Gençlerden bazıları benden, kendileri için dua etmemi istiyorlar, devamlı diyorlar “ siz bizim için dua edin ki günah işlemeyelim”, elbette dua etmek iyi ve gereklidir ama günah işlememek insanın iradesine bağlıdır; günah işlememeye karar vermeniz gerekir, eğer karar verirseniz günahı terk etmek kolay olacaktır. Günahtan kaçınmak, insanın gözünde bir dağ kadar büyük görünür ama insanın azmi ve kararılılığıyla dümdüz bir yol olur.
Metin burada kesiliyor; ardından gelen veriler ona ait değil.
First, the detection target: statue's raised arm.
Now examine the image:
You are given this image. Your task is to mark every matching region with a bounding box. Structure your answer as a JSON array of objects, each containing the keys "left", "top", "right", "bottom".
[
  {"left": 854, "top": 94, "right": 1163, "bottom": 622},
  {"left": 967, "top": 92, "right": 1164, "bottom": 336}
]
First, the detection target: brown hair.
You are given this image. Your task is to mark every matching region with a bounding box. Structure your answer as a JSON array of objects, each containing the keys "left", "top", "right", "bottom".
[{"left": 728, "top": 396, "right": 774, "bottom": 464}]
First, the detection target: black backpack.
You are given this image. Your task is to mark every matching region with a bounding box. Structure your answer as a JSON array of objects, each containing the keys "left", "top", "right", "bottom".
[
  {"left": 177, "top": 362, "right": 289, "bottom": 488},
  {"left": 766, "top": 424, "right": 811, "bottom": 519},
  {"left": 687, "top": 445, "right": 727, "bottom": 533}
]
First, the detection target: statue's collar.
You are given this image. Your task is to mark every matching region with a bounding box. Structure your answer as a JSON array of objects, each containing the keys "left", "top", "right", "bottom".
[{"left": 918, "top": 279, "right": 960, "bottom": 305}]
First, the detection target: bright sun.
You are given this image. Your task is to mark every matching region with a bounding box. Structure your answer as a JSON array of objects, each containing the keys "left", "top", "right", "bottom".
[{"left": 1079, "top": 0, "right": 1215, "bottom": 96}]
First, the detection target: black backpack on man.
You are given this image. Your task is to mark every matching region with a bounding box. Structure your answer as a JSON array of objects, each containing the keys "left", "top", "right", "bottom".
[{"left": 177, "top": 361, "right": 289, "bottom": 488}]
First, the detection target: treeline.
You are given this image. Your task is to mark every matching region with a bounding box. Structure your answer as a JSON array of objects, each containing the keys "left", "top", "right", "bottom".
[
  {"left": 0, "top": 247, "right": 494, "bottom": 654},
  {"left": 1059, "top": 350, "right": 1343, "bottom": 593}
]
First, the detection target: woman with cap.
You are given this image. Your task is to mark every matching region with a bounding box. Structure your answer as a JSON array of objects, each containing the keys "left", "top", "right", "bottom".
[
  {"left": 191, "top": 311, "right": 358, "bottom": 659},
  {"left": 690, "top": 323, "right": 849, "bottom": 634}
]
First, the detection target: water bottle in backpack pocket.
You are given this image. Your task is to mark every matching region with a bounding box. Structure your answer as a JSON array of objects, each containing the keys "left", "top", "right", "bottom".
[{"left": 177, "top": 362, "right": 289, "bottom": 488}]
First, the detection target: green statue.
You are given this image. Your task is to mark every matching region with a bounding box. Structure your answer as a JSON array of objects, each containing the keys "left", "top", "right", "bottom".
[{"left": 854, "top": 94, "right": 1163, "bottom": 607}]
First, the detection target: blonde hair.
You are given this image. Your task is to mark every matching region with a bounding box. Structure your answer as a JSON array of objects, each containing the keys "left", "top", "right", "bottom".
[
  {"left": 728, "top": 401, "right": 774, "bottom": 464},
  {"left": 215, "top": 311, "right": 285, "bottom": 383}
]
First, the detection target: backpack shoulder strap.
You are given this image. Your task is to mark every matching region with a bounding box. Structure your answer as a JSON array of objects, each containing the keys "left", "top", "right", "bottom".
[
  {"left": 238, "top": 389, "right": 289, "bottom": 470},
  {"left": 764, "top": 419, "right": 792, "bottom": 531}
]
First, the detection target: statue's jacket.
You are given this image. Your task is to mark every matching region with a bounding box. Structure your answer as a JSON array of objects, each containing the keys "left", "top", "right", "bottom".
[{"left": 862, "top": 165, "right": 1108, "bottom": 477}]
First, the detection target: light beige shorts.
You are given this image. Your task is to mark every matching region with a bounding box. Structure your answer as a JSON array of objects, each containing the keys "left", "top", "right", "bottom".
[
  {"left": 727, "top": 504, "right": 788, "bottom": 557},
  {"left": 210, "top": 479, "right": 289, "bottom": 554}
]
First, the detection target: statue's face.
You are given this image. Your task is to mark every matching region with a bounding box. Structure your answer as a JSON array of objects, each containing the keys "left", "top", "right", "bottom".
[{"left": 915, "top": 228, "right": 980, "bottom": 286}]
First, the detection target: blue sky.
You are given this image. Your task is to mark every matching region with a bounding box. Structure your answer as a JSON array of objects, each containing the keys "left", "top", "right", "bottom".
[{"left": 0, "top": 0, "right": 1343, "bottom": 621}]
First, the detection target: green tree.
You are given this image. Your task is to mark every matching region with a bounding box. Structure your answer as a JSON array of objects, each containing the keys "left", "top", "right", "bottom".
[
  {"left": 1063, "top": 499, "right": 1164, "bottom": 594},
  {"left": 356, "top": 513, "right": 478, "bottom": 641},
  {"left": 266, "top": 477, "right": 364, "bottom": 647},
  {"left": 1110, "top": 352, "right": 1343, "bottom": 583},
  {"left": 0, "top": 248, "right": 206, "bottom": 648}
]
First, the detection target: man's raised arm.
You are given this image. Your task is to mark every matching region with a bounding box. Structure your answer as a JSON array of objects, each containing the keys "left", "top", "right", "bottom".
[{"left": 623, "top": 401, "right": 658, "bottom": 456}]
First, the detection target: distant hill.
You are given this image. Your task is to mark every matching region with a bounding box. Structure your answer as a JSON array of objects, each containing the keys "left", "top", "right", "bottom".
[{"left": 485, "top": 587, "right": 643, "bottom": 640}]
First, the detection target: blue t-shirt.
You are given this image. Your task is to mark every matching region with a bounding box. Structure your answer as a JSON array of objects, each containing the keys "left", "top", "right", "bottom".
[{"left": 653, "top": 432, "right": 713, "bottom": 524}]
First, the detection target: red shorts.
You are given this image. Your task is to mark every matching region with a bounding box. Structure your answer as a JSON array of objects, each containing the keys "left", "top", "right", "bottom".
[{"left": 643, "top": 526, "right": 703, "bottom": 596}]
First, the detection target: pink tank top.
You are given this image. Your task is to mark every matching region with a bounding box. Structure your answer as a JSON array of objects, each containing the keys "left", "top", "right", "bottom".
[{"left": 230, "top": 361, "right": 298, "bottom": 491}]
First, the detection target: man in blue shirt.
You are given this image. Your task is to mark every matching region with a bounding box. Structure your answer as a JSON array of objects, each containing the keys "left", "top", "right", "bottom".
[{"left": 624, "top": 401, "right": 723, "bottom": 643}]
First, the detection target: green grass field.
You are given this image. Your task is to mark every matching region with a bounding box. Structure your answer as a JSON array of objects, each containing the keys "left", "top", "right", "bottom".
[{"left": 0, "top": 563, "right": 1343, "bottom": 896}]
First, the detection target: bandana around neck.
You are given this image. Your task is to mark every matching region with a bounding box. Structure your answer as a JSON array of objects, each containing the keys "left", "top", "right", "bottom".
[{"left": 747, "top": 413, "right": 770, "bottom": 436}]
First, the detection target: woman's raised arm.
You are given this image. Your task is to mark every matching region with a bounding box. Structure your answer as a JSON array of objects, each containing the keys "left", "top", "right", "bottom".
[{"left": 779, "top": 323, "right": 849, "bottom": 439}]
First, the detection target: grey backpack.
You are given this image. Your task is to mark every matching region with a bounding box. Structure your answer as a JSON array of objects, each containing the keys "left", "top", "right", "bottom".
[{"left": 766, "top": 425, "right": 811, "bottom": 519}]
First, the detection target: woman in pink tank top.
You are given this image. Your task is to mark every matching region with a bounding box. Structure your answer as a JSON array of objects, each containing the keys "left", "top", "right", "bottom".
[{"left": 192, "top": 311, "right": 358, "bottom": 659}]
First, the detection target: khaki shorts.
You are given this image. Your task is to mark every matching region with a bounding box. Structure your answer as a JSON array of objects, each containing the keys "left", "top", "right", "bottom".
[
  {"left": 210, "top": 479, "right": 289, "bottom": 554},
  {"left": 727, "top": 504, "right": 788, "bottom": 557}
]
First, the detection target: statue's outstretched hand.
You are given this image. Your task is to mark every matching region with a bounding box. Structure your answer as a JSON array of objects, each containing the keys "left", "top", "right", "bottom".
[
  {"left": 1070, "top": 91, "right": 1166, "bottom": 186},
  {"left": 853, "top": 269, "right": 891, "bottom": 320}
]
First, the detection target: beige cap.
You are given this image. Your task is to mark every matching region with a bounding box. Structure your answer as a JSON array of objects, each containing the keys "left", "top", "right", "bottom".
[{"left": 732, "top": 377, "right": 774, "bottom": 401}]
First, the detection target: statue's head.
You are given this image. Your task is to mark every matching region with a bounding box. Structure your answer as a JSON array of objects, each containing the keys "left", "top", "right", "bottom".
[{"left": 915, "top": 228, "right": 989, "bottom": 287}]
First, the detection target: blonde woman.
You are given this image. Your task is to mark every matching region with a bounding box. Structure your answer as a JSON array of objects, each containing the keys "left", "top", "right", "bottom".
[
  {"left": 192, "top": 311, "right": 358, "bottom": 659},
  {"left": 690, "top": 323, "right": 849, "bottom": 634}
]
Ramazan ayı bunu denemek için en büyük fırsattır.
Hz. Fatıma Zehra (s.a) kendisinden nakl edilen bir rivayette şöyle buyuruyor: “Oruçlu kulağını, gözünü, dilini ve azalarını haramdan korumadıktan sonra orucun ona ne faydası vardır?”
Diğer bir rivayette şöyle naklediir; bir kadın, hizmetcilerinden birine ihanette bulunur, bunu duyan Resulullah (s.a.a) elindeki yiyeceği ona uzatır ve yemesini ister, o kadın: “Ben orucum”, deyince Resulullah (s.a.a) buyuruyor: “Sen nasıl oruçsun hizmetçine ihanette bulunuyorsun? Oruç sadece yemek-içmekten korunmak değildir. Allah orucu, bu ikisinin yanısıra sözlü ve ameli günahlardan korunmak için bir hicab/perde olarak karar kılmıştır.” Allah orucu farz kılmıştır ki, insan günaha doğru gitmesin, dilin günahlarından kendisini korusun, kötü söz söylemek başkasına ihanettir. Bu günahlardan biri de kalbin günahlarıdır. Kalpte başkalarına karşı düşmanlık, kin beslemek kalbi günahlardandır.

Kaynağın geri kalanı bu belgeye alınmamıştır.